Chunk text must be contained within input DOCUMENT. May be either StringType or ArrayType[StringType] (using setIsArray). Useful for annotators that require a CHUNK type input.

Input Annotation types

Output Annotation type

DOCUMENT

CHUNK

Parameters:
chunkCol

Column that contains the string. Must be part of DOCUMENT

startCol

Column that has a reference of where the chunk begins

startColByTokenIndex

Whether start column is prepended by whitespace tokens

isArray

Whether the chunkCol is an array of strings, by default False

failOnMissing

Whether to fail the job if a chunk is not found within document.

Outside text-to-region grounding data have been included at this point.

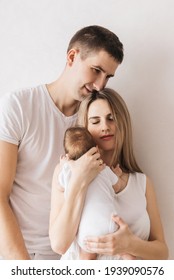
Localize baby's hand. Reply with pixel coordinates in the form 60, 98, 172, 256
59, 154, 68, 166
111, 164, 122, 177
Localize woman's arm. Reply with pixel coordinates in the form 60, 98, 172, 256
84, 176, 168, 259
130, 176, 168, 259
49, 147, 104, 255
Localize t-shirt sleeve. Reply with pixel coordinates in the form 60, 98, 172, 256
0, 93, 24, 145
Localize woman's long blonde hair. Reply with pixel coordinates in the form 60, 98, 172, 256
77, 88, 142, 173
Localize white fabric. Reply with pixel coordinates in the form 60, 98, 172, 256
30, 253, 60, 260
60, 171, 150, 260
59, 164, 119, 258
0, 85, 77, 257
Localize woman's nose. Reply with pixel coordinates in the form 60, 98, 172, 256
101, 121, 109, 131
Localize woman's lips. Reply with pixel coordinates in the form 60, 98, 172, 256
100, 135, 114, 140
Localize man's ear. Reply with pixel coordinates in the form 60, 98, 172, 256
67, 48, 79, 66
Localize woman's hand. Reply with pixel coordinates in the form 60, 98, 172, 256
68, 146, 105, 187
84, 215, 134, 256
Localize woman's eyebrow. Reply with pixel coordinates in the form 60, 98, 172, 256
88, 116, 100, 120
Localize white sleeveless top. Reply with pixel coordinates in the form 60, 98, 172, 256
61, 172, 150, 260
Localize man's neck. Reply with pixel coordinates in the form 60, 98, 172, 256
46, 79, 79, 117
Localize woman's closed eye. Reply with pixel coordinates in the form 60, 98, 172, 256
90, 120, 100, 125
108, 116, 114, 121
95, 120, 113, 125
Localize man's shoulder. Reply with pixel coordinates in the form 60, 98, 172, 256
3, 84, 45, 97
0, 85, 47, 119
13, 84, 46, 97
1, 84, 46, 104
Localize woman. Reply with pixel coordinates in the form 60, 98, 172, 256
49, 88, 168, 259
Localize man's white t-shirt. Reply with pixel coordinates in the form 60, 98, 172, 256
0, 84, 77, 256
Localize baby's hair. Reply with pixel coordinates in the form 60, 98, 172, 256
64, 126, 96, 160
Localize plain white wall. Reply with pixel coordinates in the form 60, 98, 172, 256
0, 0, 173, 259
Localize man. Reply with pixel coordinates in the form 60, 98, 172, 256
0, 25, 123, 259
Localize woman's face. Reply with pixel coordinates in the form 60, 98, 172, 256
87, 99, 116, 151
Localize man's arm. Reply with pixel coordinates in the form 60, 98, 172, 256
0, 140, 30, 259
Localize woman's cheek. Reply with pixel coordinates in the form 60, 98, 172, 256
88, 127, 96, 137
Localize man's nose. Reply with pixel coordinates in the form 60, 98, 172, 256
93, 76, 106, 91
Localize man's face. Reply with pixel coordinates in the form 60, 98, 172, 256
67, 49, 119, 101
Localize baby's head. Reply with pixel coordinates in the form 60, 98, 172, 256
64, 127, 96, 160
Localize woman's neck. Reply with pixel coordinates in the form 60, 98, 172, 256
100, 150, 114, 167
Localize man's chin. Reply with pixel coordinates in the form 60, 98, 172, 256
78, 88, 92, 101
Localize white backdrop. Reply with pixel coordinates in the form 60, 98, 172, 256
0, 0, 173, 259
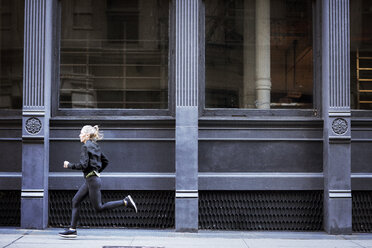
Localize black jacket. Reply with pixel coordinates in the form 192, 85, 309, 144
68, 140, 109, 177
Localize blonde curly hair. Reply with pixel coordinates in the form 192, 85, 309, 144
81, 125, 103, 141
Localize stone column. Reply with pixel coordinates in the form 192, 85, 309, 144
322, 0, 352, 234
243, 0, 255, 108
175, 0, 199, 232
255, 0, 271, 109
21, 0, 53, 229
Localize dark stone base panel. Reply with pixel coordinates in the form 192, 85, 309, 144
199, 191, 323, 231
49, 190, 174, 229
353, 191, 372, 232
0, 191, 20, 226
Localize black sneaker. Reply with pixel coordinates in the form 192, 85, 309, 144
124, 195, 138, 213
59, 228, 77, 238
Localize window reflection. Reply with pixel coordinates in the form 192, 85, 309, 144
0, 0, 24, 109
205, 0, 313, 109
59, 0, 169, 109
351, 0, 372, 110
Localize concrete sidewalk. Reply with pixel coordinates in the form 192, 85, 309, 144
1, 228, 372, 248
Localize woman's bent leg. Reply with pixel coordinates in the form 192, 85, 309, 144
87, 176, 124, 212
70, 182, 89, 229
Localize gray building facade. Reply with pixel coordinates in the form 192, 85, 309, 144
0, 0, 371, 234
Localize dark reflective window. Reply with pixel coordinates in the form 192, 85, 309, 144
0, 0, 24, 109
205, 0, 313, 109
59, 0, 169, 109
351, 0, 372, 110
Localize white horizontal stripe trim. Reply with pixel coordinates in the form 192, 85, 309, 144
0, 172, 22, 178
176, 192, 199, 198
199, 172, 323, 178
22, 192, 44, 198
49, 172, 175, 178
329, 190, 351, 198
23, 111, 45, 116
329, 193, 352, 198
329, 112, 351, 117
47, 172, 324, 179
352, 174, 372, 178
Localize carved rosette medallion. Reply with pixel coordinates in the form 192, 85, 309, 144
332, 118, 348, 135
25, 117, 42, 135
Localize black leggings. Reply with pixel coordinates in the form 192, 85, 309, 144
70, 176, 123, 229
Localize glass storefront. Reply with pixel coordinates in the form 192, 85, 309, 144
6, 0, 368, 113
205, 0, 313, 109
59, 0, 169, 109
0, 0, 24, 109
351, 0, 372, 110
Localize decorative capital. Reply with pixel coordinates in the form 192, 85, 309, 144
332, 118, 348, 135
25, 117, 42, 135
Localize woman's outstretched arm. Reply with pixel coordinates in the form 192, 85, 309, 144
66, 145, 89, 170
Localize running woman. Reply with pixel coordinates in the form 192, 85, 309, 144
59, 125, 137, 238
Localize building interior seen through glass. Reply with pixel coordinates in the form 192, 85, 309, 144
0, 0, 24, 109
60, 0, 169, 109
205, 0, 313, 109
351, 0, 372, 110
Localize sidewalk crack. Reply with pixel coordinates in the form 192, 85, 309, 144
2, 231, 31, 248
129, 237, 135, 246
3, 235, 24, 248
342, 236, 367, 248
242, 238, 250, 248
349, 240, 367, 248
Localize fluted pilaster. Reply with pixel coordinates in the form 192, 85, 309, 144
175, 0, 200, 232
322, 0, 351, 235
21, 0, 53, 229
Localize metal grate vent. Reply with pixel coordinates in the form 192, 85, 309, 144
0, 191, 20, 226
49, 190, 174, 229
199, 191, 323, 231
353, 191, 372, 232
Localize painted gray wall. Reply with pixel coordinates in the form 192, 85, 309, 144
0, 120, 22, 172
0, 0, 371, 235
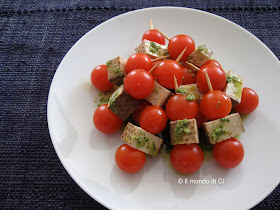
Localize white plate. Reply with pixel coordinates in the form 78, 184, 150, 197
47, 7, 280, 210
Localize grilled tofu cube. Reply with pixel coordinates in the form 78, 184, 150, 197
106, 56, 126, 86
176, 84, 203, 100
187, 44, 213, 67
203, 113, 245, 144
108, 85, 140, 121
135, 39, 168, 59
145, 82, 173, 107
225, 70, 244, 104
170, 119, 199, 145
121, 122, 163, 156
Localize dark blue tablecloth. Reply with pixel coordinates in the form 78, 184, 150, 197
1, 1, 279, 209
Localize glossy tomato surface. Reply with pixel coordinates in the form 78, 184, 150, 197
115, 144, 146, 173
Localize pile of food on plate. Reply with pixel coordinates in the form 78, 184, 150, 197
90, 20, 259, 174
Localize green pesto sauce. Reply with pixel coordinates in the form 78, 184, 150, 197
113, 67, 120, 74
176, 88, 187, 95
135, 136, 150, 148
220, 118, 230, 123
106, 60, 112, 67
211, 124, 229, 142
146, 142, 156, 156
174, 119, 192, 140
186, 94, 196, 101
108, 90, 120, 114
227, 75, 243, 99
94, 87, 117, 107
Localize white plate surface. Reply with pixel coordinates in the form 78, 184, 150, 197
47, 7, 280, 210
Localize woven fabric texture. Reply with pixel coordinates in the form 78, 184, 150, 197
0, 1, 279, 209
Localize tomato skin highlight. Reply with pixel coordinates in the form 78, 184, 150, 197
213, 137, 244, 168
152, 60, 184, 89
196, 65, 227, 94
124, 69, 154, 99
168, 34, 195, 62
142, 29, 165, 45
126, 53, 152, 74
170, 144, 204, 174
93, 104, 123, 134
132, 100, 151, 125
140, 106, 168, 134
115, 144, 146, 173
90, 65, 114, 91
234, 87, 259, 114
200, 90, 232, 121
165, 94, 198, 121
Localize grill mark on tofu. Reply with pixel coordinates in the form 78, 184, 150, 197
187, 44, 213, 67
170, 118, 199, 145
176, 84, 203, 101
121, 122, 164, 156
225, 70, 244, 104
108, 85, 140, 121
106, 56, 126, 86
135, 39, 168, 59
203, 113, 245, 144
145, 82, 173, 107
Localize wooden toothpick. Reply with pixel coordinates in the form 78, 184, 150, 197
176, 47, 187, 62
152, 55, 169, 62
185, 61, 200, 72
157, 93, 164, 107
174, 75, 179, 91
149, 61, 162, 74
205, 70, 213, 91
150, 18, 154, 30
153, 27, 170, 41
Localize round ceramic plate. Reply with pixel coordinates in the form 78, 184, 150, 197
47, 7, 280, 210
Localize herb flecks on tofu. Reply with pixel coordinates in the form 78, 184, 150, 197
175, 119, 192, 140
211, 124, 229, 142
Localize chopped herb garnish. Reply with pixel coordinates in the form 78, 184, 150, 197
146, 142, 156, 155
211, 124, 229, 142
149, 41, 162, 55
113, 67, 120, 74
106, 60, 112, 67
186, 94, 196, 101
177, 88, 187, 95
220, 118, 230, 123
174, 119, 192, 140
135, 136, 149, 148
198, 45, 205, 52
217, 101, 221, 109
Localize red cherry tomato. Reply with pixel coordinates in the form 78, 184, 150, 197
93, 104, 123, 134
196, 65, 227, 94
196, 108, 208, 128
142, 29, 165, 45
213, 137, 244, 168
152, 59, 184, 89
165, 94, 198, 121
132, 100, 151, 125
200, 90, 232, 120
202, 59, 222, 68
170, 144, 204, 174
90, 65, 114, 91
168, 34, 195, 62
234, 87, 259, 114
115, 144, 146, 173
126, 53, 152, 74
182, 65, 196, 85
124, 69, 154, 99
140, 106, 167, 134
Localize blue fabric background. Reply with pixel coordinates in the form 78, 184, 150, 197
1, 1, 279, 209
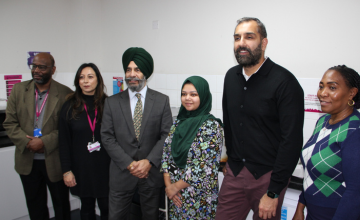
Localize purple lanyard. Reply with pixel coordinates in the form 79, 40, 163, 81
84, 104, 97, 142
35, 89, 49, 121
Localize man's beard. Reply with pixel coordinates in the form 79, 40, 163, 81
234, 42, 263, 67
125, 77, 146, 92
32, 72, 52, 85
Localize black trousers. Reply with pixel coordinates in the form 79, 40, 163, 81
20, 160, 71, 220
80, 197, 109, 220
109, 179, 160, 220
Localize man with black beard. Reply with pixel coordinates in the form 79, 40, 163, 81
4, 53, 72, 219
216, 18, 304, 220
101, 47, 172, 220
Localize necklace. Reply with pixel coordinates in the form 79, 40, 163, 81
322, 119, 330, 131
322, 112, 351, 131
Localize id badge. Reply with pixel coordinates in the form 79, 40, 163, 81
87, 141, 101, 153
33, 128, 42, 137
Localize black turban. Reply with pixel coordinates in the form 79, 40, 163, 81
122, 47, 154, 79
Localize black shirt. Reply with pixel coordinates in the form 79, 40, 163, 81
223, 58, 304, 194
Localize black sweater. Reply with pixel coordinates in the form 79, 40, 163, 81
59, 94, 110, 197
223, 58, 304, 194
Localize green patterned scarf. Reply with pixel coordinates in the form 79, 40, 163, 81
171, 76, 223, 168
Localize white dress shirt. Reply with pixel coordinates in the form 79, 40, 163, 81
128, 85, 148, 118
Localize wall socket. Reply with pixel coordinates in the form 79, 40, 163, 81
152, 20, 159, 29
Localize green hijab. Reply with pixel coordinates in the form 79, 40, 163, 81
122, 47, 154, 79
171, 76, 223, 169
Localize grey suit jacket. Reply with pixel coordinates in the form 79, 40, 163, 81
101, 88, 172, 190
3, 79, 73, 182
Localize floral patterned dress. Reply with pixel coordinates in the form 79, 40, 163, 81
161, 118, 223, 220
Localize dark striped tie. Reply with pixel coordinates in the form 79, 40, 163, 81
133, 93, 142, 140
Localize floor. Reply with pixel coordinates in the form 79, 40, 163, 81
49, 209, 100, 220
50, 204, 167, 220
50, 187, 167, 220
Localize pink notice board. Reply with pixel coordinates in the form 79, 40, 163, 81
4, 75, 22, 99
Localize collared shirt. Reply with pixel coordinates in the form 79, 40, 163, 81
128, 85, 147, 118
33, 87, 48, 160
242, 56, 268, 81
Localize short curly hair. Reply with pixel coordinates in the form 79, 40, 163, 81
329, 65, 360, 109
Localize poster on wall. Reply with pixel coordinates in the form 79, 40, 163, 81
27, 51, 51, 69
304, 94, 322, 113
301, 78, 323, 113
113, 77, 124, 95
5, 75, 22, 99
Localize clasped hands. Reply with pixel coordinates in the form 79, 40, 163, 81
26, 135, 44, 153
127, 159, 151, 179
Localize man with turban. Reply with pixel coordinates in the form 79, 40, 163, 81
101, 47, 173, 219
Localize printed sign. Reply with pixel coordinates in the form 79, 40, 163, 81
304, 94, 322, 113
301, 78, 323, 113
113, 77, 124, 95
281, 206, 287, 220
5, 75, 22, 99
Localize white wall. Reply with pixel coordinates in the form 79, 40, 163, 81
0, 0, 71, 74
2, 0, 360, 76
1, 0, 359, 119
0, 0, 103, 74
101, 0, 360, 77
78, 0, 360, 78
0, 0, 359, 218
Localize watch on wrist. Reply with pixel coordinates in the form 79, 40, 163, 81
267, 190, 279, 199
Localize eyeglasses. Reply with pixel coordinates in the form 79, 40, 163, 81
30, 64, 51, 71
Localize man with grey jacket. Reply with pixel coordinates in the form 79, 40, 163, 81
101, 47, 172, 220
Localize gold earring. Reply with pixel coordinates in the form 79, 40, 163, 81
348, 100, 355, 106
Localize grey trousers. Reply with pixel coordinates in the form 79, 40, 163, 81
109, 178, 160, 220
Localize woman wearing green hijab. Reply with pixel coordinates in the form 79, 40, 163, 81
161, 76, 224, 219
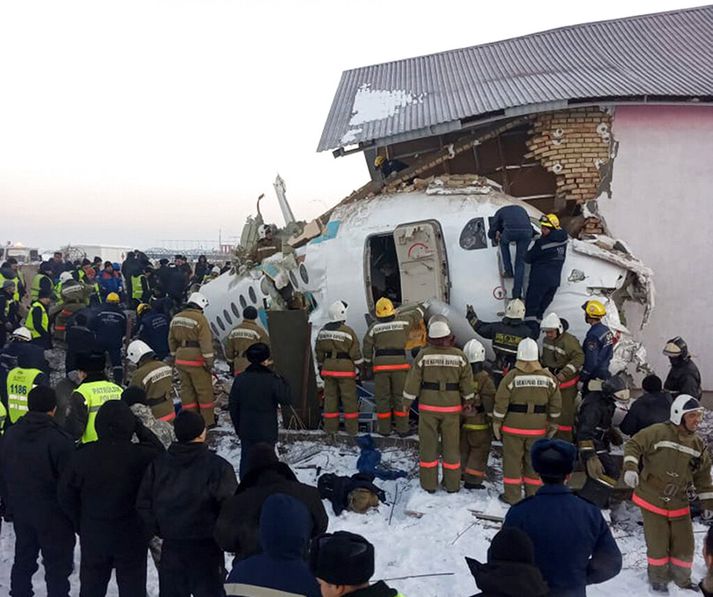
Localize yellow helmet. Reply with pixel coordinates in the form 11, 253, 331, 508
374, 155, 386, 168
106, 292, 121, 304
375, 297, 396, 318
582, 299, 606, 319
539, 213, 561, 229
136, 302, 151, 316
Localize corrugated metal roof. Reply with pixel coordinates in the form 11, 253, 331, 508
318, 6, 713, 152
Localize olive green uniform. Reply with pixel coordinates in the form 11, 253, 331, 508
225, 320, 270, 375
403, 346, 475, 492
315, 322, 363, 435
130, 357, 176, 422
541, 331, 584, 442
362, 306, 423, 435
53, 281, 87, 342
250, 238, 280, 264
493, 363, 561, 504
624, 422, 713, 587
168, 307, 216, 426
460, 368, 497, 486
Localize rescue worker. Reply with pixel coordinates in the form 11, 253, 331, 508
0, 327, 49, 388
524, 214, 568, 323
460, 338, 497, 489
24, 288, 52, 350
6, 352, 50, 424
540, 312, 584, 442
624, 395, 713, 592
136, 302, 170, 360
580, 300, 613, 390
30, 261, 55, 303
130, 265, 152, 309
493, 338, 561, 505
89, 292, 128, 384
0, 258, 24, 302
250, 224, 281, 264
466, 298, 534, 384
663, 336, 702, 399
127, 339, 176, 423
577, 375, 629, 484
225, 306, 270, 376
64, 352, 123, 443
64, 311, 97, 380
168, 292, 217, 427
403, 319, 474, 493
0, 279, 21, 347
53, 278, 87, 343
487, 204, 533, 299
54, 271, 77, 306
374, 154, 408, 179
619, 375, 672, 437
362, 297, 423, 436
315, 300, 364, 436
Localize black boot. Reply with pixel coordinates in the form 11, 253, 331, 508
650, 581, 669, 594
464, 482, 485, 490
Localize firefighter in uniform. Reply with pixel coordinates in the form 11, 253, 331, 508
53, 279, 87, 343
168, 292, 217, 427
249, 225, 281, 264
624, 395, 713, 593
466, 299, 534, 384
581, 300, 613, 390
362, 298, 423, 436
403, 319, 474, 493
127, 339, 176, 423
6, 353, 50, 424
493, 338, 561, 505
225, 306, 270, 376
460, 338, 496, 489
315, 300, 363, 435
540, 312, 584, 442
24, 289, 53, 350
662, 336, 702, 399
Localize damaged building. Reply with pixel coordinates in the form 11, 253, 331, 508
317, 5, 713, 389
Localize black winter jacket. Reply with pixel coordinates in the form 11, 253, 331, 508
137, 442, 237, 543
664, 357, 702, 399
471, 317, 536, 371
619, 391, 672, 437
576, 391, 615, 454
229, 363, 292, 443
347, 582, 401, 597
467, 557, 548, 597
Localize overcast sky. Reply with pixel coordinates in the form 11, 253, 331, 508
0, 0, 702, 251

Return empty otherwise

lowerCase

Whether to lower case for matching case

See also

Chunk2Doc

for converting CHUNK annotations to DOCUMENT

Examples

>>> import sparknlp
>>> from sparknlp.base import *
>>> from sparknlp.common import *
>>> from sparknlp.annotator import *
>>> from sparknlp.training import *
>>> from pyspark.ml import Pipeline
>>> documentAssembler = DocumentAssembler().setInputCol("text").setOutputCol("document")
>>> chunkAssembler = Doc2Chunk() \
...     .setInputCols("document") \
...     .setChunkCol("target") \
...     .setOutputCol("chunk") \
...     .setIsArray(True)
>>> data = spark.createDataFrame([[
...     "Spark NLP is an open-source text processing library for advanced natural language processing.",
...     ["Spark NLP", "text processing library", "natural language processing"]
... ]]).toDF("text", "target")
>>> pipeline = Pipeline().setStages([documentAssembler, chunkAssembler]).fit(data)
>>> result = pipeline.transform(data)
>>> result.selectExpr("chunk.result", "chunk.annotatorType").show(truncate=False)
+-----------------------------------------------------------------+---------------------+
|result                                                           |annotatorType        |
+-----------------------------------------------------------------+---------------------+
|[Spark NLP, text processing library, natural language processing]|[chunk, chunk, chunk]|
+-----------------------------------------------------------------+---------------------+
setChunkCol(value)[source]#

Sets column that contains the string. Must be part of DOCUMENT.

Parameters:
valuestr

Name of the Chunk Column

setIsArray(value)[source]#

Sets whether the chunkCol is an array of strings.

Parameters:
valuebool

Whether the chunkCol is an array of strings

setStartCol(value)[source]#

Sets column that has a reference of where chunk begins.

Parameters:
valuestr

Name of the reference column

setStartColByTokenIndex(value)[source]#

Sets whether start column is prepended by whitespace tokens.

Parameters:
valuebool

whether start column is prepended by whitespace tokens

setFailOnMissing(value)[source]#

Sets whether to fail the job if a chunk is not found within document. Return empty otherwise.

Parameters:
valuebool

Whether to fail job on missing chunks

setLowerCase(value)[source]#

Sets whether to lower case for matching case.

Parameters:
valuebool

Name of the Id Column